# Introduction

This notebook explains what `pandabear` is.

> TL;DR: Library that makes it super easy to define schemas for your `pd.DataFrame`s and then actually *validate* dataframes against those schemas as they are passed in and out of functions.

## Problem

Let's say you have some marketing performance data that looks like this:

In [1]:
import pandas as pd

df = pd.DataFrame({
    'spend_fb': [1000, 2000, 3000],
    'impressions_fb': [10000, 20000, 30000],
    'clicks_fb': [100, 200, 300],
    'spend_gads': [4000, 5000, 6000],
    'impressions_gads': [40000, 50000, 60000],
    'clicks_gads': [400, 500, 600],
})

df

Unnamed: 0,spend_fb,impressions_fb,clicks_fb,spend_gads,impressions_gads,clicks_gads
0,1000,10000,100,4000,40000,400
1,2000,20000,200,5000,50000,500
2,3000,30000,300,6000,60000,600


And somewhere in your pipeline you're dropping the `"spend_"` columns using a function.

In [2]:
import pandas as pd

def drop_spend(df: pd.DataFrame) -> pd.DataFrame:
    """Drop columns that contain the substring 'spend'"""
    return df.drop(df.filter(regex='spend').columns, axis=1)

drop_spend(df)

Unnamed: 0,impressions_fb,clicks_fb,impressions_gads,clicks_gads
0,10000,100,40000,400
1,20000,200,50000,500
2,30000,300,60000,600


Even with this simple example, if you don't know what `df` looks like when it comes *into* the function you will struggle to know its state when returned.
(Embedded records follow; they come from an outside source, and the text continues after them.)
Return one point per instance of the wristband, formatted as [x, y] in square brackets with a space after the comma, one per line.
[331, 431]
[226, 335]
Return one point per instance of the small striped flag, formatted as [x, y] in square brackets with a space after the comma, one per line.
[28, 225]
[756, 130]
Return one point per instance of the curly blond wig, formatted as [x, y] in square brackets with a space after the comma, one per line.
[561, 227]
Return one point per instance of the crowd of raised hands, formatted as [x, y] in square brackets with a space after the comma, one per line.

**PROBLEM**: With complex dataframes and functions that **lack schema definitions**, it is **impossible to know** the state data as it is passed around in a pipeline.

## Solution

`pandabear` let's you
1. Define dataframe schemas
2. Pass those schemas to your function as type hints
3. Decorate functions with a `check_schemas` decorator

If you see this pattern in your code, you KNOW the state of the data by looking at the schema. **No more guessing or running the debugger to find out what a `df` contains!**

### Basic example

In [3]:
import pandabear as pb

# 1. Define dataframe schemas (put this in a separate file to keep things clean)
# ---------------------------

class PlatformPerformanceMetrics(pb.DataFrameModel):
    """A model for platform performance data"""
    spend_fb: int = pb.Field(ge=0)
    impressions_fb: int = pb.Field(ge=0)
    clicks_fb: int = pb.Field(ge=0)
    spend_gads: int = pb.Field(ge=0)
    impressions_gads: int = pb.Field(ge=0)
    clicks_gads: int = pb.Field(ge=0)

class AdPressureMetrics(pb.DataFrameModel):
    """A model for ad pressure data"""
    impressions_fb: int = pb.Field(ge=0)
    clicks_fb: int = pb.Field(ge=0)
    impressions_gads: int = pb.Field(ge=0)
    clicks_gads: int = pb.Field(ge=0)


# 2-3. Pass schemas to function and decorate with `check_schemas`
# ---------------------------------------------------------------

@pb.check_schemas
def drop_spend(df: pb.DataFrame[PlatformPerformanceMetrics]) -> pb.DataFrame[AdPressureMetrics]:
    """Drop columns that contain the substring 'spend'"""
    return df.drop(df.filter(regex='spend').columns, axis=1)

drop_spend(df)

Unnamed: 0,impressions_fb,clicks_fb,impressions_gads,clicks_gads
0,10000,100,40000,400
1,20000,200,50000,500
2,30000,300,60000,600


### Using regex aliases

The schema API allows for a much more concise way to define schemas, using aliases and regex! Basically, if you have lots of columns that are named similarly following some convention, you can define one field that matches them all using a regex alias.

In [4]:
# 1. Define dataframe schemas
# ---------------------------

class PlatformPerformanceMetrics(pb.DataFrameModel):
    """A model for platform performance data"""
    spend: int = pb.Field(ge=0, alias="spend_.+", regex=True)
    impressions: int = pb.Field(ge=0, alias="impressions_.+", regex=True)
    clicks: int = pb.Field(ge=0, alias="clicks_.+", regex=True)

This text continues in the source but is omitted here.